You know those albums that feel a few songs too long? If this had been an hour and a half-show with four matches, it would have been great. Too bad it was a two and a half-hour show with seven matches. Dave Hillhouse is reviewing solo tonight, so make sure you keep chanting his name now and then to give him the energy he needs. WWE Fastlane comes to you from the ThunderDome in Tropicana Field, Florida.

Pre-show Match: Mustafa Ali VS. Riddle (C) for the United States Championship 

Last month at the Elimination Chamber, Ali was on the pre-show trying to get a shot at this title. Being on the pre-show with an actual shot at the title is at least a half-step better.

Riddle chases Ali around the ring right off the bat, catching him and driving knees into his back, followed by a gut-wrench suplex and a Bro-ton. I can’t keep the names of Retribution straight. One is Knuckles, and one is Tails, I think.

Ali stops another Bro-Ton cold by getting his knees up, then he drags Riddle to the corner and drives Riddle’s shoulder into the post. “That’ll win the championship” by Tom Phillips is a pretty big oversell.

Sometimes, Riddle just looks naked. Photo: WWE

Ali runs Riddle face-first into the turnbuckles and follows with a dropkick, sending the champ once more into the pads. Ali combos up a somersault into a Backstabber. After one more run into the corner by Ali, Riddle beautifully counters what looked to be a neckbreaker and gets Ali into a rear chokehold.

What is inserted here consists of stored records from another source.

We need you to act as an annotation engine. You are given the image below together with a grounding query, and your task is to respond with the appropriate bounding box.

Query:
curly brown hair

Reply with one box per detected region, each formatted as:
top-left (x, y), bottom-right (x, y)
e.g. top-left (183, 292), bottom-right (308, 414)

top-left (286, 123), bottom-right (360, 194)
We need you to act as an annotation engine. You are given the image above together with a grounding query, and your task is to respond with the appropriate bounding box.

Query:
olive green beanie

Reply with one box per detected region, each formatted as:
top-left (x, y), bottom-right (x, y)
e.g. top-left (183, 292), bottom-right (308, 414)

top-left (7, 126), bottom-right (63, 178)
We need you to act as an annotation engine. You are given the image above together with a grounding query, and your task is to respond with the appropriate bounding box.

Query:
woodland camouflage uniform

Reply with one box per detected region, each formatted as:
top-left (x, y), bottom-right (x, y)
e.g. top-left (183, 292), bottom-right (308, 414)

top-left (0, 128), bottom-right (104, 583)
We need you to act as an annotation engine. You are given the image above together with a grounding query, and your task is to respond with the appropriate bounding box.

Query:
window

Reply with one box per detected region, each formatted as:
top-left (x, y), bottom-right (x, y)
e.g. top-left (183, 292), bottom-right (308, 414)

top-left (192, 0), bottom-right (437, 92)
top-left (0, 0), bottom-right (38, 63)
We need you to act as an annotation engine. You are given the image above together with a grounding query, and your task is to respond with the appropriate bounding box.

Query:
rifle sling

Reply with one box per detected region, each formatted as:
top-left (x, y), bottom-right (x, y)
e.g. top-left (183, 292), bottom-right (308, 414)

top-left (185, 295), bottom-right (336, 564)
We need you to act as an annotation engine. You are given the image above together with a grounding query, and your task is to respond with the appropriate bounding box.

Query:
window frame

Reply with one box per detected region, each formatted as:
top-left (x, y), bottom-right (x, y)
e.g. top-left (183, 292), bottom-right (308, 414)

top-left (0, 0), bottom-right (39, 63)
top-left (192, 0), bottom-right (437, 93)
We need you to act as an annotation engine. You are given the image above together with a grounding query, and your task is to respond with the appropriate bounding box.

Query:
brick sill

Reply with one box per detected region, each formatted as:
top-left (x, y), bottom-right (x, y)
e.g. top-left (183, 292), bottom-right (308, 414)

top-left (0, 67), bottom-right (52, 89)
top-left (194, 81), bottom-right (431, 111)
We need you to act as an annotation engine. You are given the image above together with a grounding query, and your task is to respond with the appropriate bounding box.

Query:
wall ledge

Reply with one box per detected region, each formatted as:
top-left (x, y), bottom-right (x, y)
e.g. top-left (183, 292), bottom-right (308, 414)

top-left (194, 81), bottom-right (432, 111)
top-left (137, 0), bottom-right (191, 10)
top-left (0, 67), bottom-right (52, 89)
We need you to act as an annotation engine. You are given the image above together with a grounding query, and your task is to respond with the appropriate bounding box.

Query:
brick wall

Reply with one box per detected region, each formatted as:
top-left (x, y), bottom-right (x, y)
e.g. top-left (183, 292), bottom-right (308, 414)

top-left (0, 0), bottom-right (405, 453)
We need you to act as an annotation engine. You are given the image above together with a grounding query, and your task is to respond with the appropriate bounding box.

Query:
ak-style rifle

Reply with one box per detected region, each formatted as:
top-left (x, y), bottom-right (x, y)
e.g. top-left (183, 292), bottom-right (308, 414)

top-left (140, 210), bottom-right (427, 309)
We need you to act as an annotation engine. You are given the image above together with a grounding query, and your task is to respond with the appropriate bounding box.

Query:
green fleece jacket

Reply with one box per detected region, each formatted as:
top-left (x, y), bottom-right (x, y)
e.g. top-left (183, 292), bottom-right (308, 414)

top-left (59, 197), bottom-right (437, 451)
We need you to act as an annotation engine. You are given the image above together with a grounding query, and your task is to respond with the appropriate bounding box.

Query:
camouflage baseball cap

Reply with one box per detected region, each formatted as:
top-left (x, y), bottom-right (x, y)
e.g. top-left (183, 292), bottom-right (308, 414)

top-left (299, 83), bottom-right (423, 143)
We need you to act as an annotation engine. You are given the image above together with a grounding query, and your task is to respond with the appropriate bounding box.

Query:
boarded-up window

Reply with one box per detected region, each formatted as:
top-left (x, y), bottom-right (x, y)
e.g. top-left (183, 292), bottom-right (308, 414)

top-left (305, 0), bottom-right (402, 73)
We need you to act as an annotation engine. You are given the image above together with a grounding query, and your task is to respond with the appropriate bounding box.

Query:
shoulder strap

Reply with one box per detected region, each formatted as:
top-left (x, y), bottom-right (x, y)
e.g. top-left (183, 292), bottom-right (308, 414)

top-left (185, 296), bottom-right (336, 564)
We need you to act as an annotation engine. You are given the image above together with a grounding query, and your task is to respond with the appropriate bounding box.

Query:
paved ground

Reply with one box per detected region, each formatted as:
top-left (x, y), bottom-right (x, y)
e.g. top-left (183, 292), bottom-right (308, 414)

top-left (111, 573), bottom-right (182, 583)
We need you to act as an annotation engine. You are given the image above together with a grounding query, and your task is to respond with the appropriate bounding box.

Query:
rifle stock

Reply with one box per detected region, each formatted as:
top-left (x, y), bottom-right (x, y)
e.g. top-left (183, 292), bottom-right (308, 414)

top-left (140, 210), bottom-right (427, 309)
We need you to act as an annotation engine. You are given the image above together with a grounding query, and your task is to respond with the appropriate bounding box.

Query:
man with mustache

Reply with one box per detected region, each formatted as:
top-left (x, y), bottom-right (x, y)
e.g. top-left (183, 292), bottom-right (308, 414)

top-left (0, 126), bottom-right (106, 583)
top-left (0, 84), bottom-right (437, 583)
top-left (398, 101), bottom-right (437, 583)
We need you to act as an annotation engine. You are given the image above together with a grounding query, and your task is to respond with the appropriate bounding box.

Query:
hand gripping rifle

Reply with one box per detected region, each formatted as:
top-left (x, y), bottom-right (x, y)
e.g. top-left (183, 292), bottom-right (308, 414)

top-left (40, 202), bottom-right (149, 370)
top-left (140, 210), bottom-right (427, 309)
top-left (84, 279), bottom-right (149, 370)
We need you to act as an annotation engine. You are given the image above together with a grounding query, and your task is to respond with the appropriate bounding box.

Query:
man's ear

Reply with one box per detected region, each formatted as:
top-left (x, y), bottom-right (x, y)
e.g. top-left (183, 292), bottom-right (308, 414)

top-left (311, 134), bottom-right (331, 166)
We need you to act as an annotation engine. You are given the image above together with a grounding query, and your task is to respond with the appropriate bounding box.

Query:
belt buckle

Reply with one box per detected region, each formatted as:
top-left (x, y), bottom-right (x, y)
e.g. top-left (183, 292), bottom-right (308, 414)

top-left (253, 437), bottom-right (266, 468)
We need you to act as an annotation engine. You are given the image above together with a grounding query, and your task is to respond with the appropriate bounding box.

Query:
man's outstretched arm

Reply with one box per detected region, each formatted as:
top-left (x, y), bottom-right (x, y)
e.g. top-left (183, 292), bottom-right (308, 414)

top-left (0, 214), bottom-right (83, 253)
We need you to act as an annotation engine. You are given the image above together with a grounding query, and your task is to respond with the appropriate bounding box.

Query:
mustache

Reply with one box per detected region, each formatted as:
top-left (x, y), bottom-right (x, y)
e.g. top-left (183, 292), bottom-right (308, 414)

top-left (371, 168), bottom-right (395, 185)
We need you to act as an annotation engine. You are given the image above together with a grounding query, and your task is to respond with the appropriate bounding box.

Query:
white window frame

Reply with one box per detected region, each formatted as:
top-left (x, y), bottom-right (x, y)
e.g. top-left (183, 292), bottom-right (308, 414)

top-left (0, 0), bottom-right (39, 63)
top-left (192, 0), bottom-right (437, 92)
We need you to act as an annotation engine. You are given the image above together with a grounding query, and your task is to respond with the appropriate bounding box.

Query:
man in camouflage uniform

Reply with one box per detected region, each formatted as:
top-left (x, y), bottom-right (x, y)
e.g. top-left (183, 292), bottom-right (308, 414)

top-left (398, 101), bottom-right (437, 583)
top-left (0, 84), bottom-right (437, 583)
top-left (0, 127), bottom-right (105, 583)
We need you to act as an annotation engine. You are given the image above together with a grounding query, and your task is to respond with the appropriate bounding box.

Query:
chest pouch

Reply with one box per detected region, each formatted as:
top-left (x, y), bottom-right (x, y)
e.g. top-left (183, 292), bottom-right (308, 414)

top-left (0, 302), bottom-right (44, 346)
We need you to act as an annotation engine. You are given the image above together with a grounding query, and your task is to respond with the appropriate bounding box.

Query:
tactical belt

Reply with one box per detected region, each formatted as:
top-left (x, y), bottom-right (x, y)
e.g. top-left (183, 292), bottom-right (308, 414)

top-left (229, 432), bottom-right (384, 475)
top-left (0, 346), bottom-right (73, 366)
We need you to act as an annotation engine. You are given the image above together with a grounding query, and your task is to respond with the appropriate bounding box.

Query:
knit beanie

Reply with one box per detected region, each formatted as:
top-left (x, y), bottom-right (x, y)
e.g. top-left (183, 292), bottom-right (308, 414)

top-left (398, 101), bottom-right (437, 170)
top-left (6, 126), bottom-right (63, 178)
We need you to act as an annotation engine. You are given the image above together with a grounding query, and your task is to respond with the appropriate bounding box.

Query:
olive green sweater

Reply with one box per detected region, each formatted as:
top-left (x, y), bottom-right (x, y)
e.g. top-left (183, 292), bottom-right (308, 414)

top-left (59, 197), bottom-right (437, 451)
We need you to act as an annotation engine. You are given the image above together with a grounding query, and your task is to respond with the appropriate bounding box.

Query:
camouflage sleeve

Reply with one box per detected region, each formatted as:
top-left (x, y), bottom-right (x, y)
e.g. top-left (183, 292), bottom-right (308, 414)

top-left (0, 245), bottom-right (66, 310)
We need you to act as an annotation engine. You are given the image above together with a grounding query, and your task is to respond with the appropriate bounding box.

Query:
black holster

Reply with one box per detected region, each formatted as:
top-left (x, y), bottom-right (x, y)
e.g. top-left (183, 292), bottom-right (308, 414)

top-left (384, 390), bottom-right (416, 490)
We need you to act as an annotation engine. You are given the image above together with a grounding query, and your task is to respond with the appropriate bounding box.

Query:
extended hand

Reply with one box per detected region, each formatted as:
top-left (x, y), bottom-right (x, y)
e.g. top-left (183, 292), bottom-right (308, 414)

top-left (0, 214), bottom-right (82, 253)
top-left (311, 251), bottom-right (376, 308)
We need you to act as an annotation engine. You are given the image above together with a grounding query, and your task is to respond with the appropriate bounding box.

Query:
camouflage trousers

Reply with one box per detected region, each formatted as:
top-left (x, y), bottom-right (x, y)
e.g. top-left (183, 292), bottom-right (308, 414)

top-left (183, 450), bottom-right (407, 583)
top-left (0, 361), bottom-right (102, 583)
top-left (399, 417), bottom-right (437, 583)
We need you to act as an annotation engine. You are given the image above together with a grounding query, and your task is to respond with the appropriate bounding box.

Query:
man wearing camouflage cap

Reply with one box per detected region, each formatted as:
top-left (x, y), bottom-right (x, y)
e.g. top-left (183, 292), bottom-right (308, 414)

Ali turns that into a pin attempt, forcing Riddle to break. Soon after, Ali blocks yet anther aerial attack with his knees, this time the Floating Bro. Riddle finds himself in a lengthy Koji Clutch, eventually powering his way out. Ali is feeling confident, but an avalanche Bro Derek will tend to take the starch out of you, and it also finishes the match.

Winner via pinfall: Riddle

Match Rating: 3/5

Ali starts ripping on Mia (Reckoning) Yim for failing to pull her weight, and she has enough and walks out. Slapjack is next, leaving only Mace and T-Bar in the ring. Ali berates them next, but they give him a double-chokeslam and walk away, leaving Ali all alone. Alas, poor Retribution, we hardly knew ye.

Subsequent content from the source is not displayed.